MARY PING'S autumn/winter 2006 fashion show at the Scandinavian House in New York was like any other big-brand show. The crowd fell silent as the lights dimmed and a barrage of leggy models draped in Ping's latest styles paraded before a standing-room-only crowd. Spotlights were circling, music was blaring and cameras were flashing. It was a loud and glamorous event.
Ping's combined studio, showroom and home, however, is nothing like the show she puts on. The 27-year-old designer creates her award-winning collection on the top floor of a small four-storey walk-up in the Upper East Side. The cluttered workspaces are strewn with scissors, fabric and samples of her work.
The designer herself is petite and reticent. She wears a white, oversized, hooded fleece and grey leggings, and her long black hair is pulled back into a ponytail. Her face is free of makeup and she adjusts her dark-rimmed glasses several times during the conversation.

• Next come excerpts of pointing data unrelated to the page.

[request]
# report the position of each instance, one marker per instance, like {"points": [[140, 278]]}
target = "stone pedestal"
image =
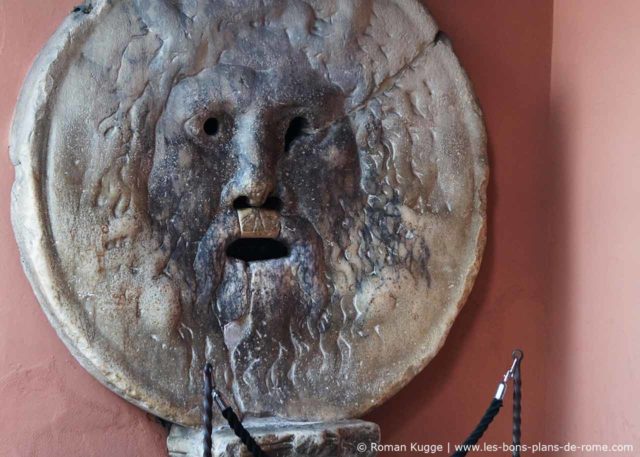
{"points": [[278, 438]]}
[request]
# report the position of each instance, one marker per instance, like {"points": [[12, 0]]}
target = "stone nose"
{"points": [[254, 178]]}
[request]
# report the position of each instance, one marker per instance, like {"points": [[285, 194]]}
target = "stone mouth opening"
{"points": [[257, 249]]}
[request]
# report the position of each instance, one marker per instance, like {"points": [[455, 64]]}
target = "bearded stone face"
{"points": [[254, 175], [293, 190]]}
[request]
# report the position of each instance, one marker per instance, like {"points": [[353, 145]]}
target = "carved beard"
{"points": [[268, 312]]}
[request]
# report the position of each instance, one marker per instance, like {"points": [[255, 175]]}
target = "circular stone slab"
{"points": [[293, 190]]}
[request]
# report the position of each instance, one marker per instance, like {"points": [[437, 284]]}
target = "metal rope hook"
{"points": [[494, 407]]}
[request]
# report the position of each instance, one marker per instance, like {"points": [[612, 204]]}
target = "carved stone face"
{"points": [[238, 190], [291, 190]]}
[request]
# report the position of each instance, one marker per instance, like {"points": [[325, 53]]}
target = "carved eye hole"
{"points": [[211, 126], [298, 127]]}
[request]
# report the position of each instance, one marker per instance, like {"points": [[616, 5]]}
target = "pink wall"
{"points": [[505, 46], [558, 275], [49, 406], [595, 309]]}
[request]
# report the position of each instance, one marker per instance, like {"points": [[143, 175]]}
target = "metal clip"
{"points": [[502, 387]]}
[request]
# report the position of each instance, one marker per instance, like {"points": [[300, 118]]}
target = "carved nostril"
{"points": [[241, 203], [298, 127]]}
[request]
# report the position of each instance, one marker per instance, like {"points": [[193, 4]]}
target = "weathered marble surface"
{"points": [[350, 438], [152, 135]]}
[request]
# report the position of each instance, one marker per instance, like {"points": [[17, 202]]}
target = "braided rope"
{"points": [[517, 409], [207, 406], [242, 433], [488, 417]]}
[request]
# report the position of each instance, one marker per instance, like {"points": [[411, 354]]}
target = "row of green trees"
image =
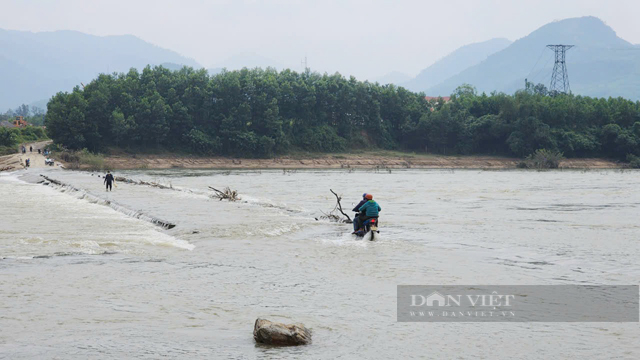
{"points": [[262, 113], [11, 138], [32, 114]]}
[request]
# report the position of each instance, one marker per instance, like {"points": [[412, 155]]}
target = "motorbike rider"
{"points": [[357, 221], [370, 209]]}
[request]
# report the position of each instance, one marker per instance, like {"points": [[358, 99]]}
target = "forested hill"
{"points": [[262, 113]]}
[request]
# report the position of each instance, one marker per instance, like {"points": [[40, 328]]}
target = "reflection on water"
{"points": [[81, 280]]}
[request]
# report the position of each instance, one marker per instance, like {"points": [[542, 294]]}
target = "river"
{"points": [[83, 275]]}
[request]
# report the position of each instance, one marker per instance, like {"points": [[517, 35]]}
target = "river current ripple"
{"points": [[80, 279]]}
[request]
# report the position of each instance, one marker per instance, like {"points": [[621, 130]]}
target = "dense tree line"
{"points": [[11, 138], [32, 114], [264, 113]]}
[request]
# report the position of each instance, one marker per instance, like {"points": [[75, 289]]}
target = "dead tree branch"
{"points": [[226, 194]]}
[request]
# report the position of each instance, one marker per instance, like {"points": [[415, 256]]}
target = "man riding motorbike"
{"points": [[370, 209], [357, 220]]}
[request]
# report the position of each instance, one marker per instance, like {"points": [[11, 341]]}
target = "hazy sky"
{"points": [[362, 38]]}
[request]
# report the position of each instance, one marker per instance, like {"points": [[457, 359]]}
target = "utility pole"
{"points": [[560, 76]]}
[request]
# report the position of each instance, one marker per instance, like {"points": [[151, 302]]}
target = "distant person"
{"points": [[357, 221], [108, 181], [371, 209]]}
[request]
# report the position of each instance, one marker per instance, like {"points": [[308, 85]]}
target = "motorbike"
{"points": [[369, 229]]}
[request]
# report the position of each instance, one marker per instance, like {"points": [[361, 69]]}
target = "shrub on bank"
{"points": [[542, 159], [83, 159], [634, 161]]}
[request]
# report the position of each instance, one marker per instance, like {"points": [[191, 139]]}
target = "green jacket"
{"points": [[370, 208]]}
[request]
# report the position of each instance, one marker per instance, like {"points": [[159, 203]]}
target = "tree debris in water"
{"points": [[226, 194], [141, 182], [331, 216]]}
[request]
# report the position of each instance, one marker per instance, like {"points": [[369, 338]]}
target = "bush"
{"points": [[542, 159], [634, 161], [83, 159]]}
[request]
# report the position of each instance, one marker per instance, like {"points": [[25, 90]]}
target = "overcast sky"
{"points": [[363, 38]]}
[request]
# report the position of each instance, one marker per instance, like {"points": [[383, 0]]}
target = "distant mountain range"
{"points": [[601, 64], [455, 63], [34, 66]]}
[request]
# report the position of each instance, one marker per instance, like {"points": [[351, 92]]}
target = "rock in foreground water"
{"points": [[267, 332]]}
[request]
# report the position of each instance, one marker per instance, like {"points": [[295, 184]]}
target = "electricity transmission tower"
{"points": [[560, 77]]}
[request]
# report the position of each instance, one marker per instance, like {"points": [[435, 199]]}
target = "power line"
{"points": [[560, 76]]}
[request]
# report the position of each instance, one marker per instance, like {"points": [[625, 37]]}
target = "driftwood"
{"points": [[331, 216], [339, 206], [226, 194], [141, 182], [267, 332]]}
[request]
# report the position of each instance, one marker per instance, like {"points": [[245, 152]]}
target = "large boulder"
{"points": [[267, 332]]}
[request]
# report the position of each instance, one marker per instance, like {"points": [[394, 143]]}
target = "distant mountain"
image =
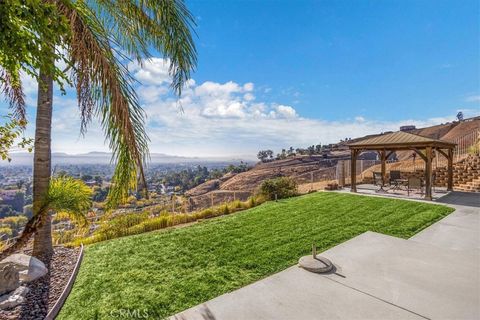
{"points": [[96, 157]]}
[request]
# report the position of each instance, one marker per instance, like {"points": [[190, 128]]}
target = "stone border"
{"points": [[52, 314]]}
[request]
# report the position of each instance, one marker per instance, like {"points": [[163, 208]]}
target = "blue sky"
{"points": [[277, 73]]}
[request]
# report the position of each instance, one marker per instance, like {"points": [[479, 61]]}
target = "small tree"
{"points": [[265, 155], [66, 196], [283, 187]]}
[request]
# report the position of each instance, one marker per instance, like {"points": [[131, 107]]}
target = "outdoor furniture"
{"points": [[395, 180], [389, 143], [414, 183], [378, 181]]}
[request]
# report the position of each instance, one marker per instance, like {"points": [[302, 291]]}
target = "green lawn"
{"points": [[169, 271]]}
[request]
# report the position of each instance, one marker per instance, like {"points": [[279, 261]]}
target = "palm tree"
{"points": [[65, 195], [103, 35]]}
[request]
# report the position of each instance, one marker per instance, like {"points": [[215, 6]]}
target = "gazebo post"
{"points": [[428, 174], [450, 170], [384, 168], [353, 171]]}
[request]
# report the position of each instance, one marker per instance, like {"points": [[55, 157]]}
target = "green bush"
{"points": [[283, 187], [135, 223]]}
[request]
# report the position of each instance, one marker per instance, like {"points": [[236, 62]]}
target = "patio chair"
{"points": [[378, 181], [414, 183], [394, 179]]}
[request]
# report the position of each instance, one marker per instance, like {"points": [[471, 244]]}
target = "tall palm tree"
{"points": [[103, 36]]}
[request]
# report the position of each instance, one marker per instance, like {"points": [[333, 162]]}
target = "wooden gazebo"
{"points": [[388, 143]]}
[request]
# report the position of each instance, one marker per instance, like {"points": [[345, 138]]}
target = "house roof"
{"points": [[400, 140]]}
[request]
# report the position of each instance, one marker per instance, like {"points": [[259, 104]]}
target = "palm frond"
{"points": [[11, 88], [165, 25], [104, 87]]}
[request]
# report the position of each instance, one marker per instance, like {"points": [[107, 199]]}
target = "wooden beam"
{"points": [[383, 159], [443, 153], [428, 174], [420, 154], [450, 170], [353, 171]]}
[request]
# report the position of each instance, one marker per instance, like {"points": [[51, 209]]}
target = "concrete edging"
{"points": [[52, 314]]}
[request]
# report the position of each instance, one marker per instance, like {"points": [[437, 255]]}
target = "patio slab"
{"points": [[434, 275], [460, 229], [295, 294]]}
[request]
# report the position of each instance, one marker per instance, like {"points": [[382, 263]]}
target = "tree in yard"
{"points": [[10, 132], [101, 36], [66, 196]]}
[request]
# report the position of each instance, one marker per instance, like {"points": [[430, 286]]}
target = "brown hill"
{"points": [[305, 169]]}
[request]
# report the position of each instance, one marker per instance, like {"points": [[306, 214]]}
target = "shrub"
{"points": [[283, 187]]}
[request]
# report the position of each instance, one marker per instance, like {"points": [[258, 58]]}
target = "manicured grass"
{"points": [[169, 271]]}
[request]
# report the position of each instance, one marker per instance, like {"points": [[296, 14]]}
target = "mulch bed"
{"points": [[45, 291]]}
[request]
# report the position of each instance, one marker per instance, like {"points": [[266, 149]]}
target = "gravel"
{"points": [[45, 291]]}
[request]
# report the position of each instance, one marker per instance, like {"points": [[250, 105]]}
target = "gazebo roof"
{"points": [[400, 140]]}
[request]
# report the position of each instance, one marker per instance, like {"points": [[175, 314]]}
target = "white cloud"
{"points": [[248, 97], [359, 119], [248, 86], [153, 72], [286, 111], [472, 99], [217, 119]]}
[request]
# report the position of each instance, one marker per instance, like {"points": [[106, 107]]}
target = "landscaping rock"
{"points": [[9, 277], [30, 268], [14, 298]]}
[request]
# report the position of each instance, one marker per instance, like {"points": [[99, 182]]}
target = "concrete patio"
{"points": [[433, 275]]}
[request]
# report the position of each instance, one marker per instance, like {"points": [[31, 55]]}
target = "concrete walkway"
{"points": [[433, 275]]}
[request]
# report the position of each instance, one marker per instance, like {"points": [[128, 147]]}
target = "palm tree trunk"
{"points": [[42, 168]]}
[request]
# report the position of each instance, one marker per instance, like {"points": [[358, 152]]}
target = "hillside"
{"points": [[169, 271], [242, 185], [306, 168]]}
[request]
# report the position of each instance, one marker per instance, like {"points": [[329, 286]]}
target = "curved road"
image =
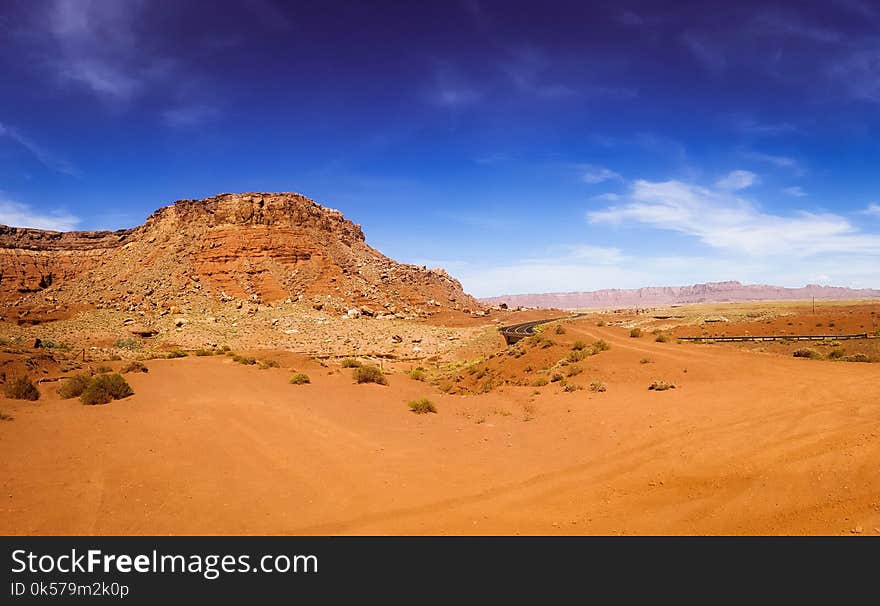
{"points": [[515, 332]]}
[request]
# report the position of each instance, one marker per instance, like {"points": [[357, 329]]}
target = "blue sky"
{"points": [[576, 147]]}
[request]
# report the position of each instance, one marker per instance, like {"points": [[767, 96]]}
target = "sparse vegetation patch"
{"points": [[21, 388], [422, 406], [369, 374]]}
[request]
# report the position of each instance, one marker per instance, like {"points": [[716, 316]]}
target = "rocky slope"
{"points": [[712, 292], [255, 247]]}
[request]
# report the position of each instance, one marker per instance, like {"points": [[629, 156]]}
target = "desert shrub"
{"points": [[422, 406], [104, 388], [135, 366], [127, 344], [577, 355], [74, 386], [300, 378], [369, 374], [21, 388], [661, 386]]}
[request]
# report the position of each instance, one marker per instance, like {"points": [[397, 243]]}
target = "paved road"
{"points": [[514, 333]]}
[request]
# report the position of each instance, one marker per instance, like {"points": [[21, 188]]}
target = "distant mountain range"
{"points": [[711, 292]]}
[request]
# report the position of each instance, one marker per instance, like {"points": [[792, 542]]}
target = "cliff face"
{"points": [[255, 246], [712, 292]]}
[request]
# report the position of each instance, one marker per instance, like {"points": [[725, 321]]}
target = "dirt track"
{"points": [[749, 443]]}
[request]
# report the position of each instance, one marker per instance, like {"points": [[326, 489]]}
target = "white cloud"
{"points": [[786, 162], [725, 222], [737, 179], [598, 174], [16, 214]]}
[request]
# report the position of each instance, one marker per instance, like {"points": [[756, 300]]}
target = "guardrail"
{"points": [[862, 335]]}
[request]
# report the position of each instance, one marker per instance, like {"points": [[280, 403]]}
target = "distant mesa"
{"points": [[261, 247], [711, 292]]}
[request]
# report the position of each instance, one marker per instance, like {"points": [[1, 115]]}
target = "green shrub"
{"points": [[300, 378], [422, 406], [369, 374], [135, 366], [21, 388], [577, 355], [74, 386], [661, 386], [104, 388], [127, 344]]}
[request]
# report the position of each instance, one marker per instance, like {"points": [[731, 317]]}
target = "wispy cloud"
{"points": [[725, 222], [16, 214], [96, 47], [778, 161], [598, 174], [737, 179], [45, 157]]}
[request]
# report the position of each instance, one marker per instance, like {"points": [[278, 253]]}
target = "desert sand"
{"points": [[751, 441]]}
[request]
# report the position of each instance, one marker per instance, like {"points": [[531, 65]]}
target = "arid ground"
{"points": [[525, 441]]}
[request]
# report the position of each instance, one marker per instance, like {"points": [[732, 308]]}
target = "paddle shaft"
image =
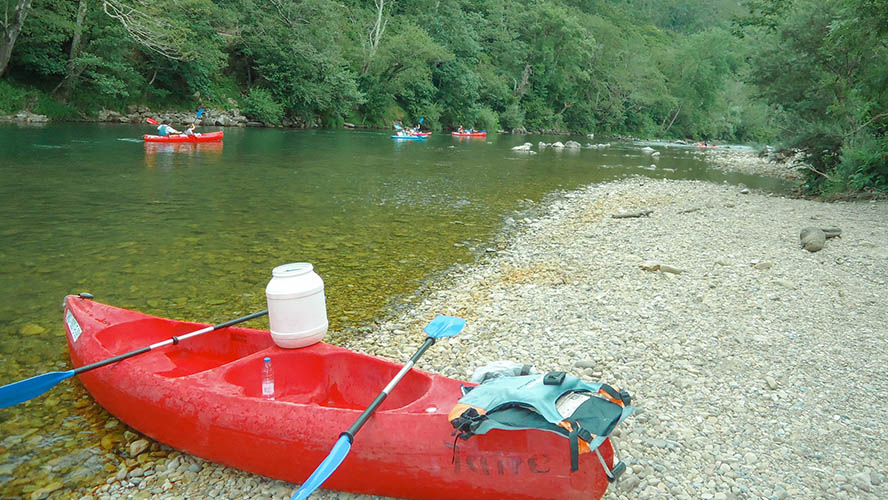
{"points": [[430, 341], [172, 340]]}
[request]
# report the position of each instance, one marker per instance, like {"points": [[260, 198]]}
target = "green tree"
{"points": [[824, 66]]}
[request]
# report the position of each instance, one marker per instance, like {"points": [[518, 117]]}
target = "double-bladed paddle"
{"points": [[23, 390], [440, 327]]}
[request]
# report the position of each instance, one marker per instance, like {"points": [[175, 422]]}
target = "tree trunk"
{"points": [[72, 71], [375, 35], [11, 29]]}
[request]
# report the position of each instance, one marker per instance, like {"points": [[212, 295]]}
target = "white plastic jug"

Born in Queens to Chinese immigrants, Ping was six when she began designing clothes. 'I started out designing for my Barbies. Then, when I was 12, I made my very first garment - a fuchsia tent dress,' she says.
Both her mother, a self-proclaimed fashionista, and her grandmother helped her realise her dream. 'My grandma taught me how to sew and once I learnt how to do that, I knew design was what I wanted to do,' she says.
Ping didn't study fashion. She took a degree in visual arts from New York's Vassar College, where she developed an interest in art. 'It was basically about teaching myself and I designed based on my own personal taste,' she says.